The Governors' statement in pdf format is here as a news release.

And only Wisconsin, where GOP Assembly leaders said Thursday they want to send the Compact back to all the states for renegotiations - - an obvious procedural method of killing it - - has yet to have a Compact-ratifying and implementing bill formally introduced for debate.

The negotiations to produce the Compact already approved by half the states' legislatures took nearly five years to complete in 2005. New negotiations to allow a few opponents to gut the original are never going to happen.

And because the agreement is a cooperative document to manage a shared resource, reopening the negotiations would only embolden a handful of self-interested critics - - centered in Waukesha County - - who would continue to demand more and more concessions.

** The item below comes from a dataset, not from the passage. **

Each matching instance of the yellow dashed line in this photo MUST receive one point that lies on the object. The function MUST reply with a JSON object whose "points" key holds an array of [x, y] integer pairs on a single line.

The amazing thing about the Assembly GOP's action is that the Compact contains diversion exemptions and procedural breaks for communities like New Berlin which are looking to immediately obtain a Lake Michigan diversion.

Without the Compact and its exemptions - - inserted into the negotiations towards their conclusion specifically to assist New Berlin (along with other changes that make it more likely that even Waukesha, an out-of-basin community, could successfully make win a case for a diversion) - - New Berlin and Waukesha face much tougher diversion legal obstacles in an existing federal law.

Without all eight states approving highly-similar Compact bills, this complex agreement to better manage the Great Lakes and promote regional water conservation could wither, or fail altogether, opening the Great Lakes to unregulated diversions and other negative consequences.

The Governors are right to push for adoption, now.

I don't expect the Assembly leaders to heed the Governors' actions, but their statement will help Wisconsin residents and others around the Great Lakes region better understand who is for the Great Lakes, and who is against them.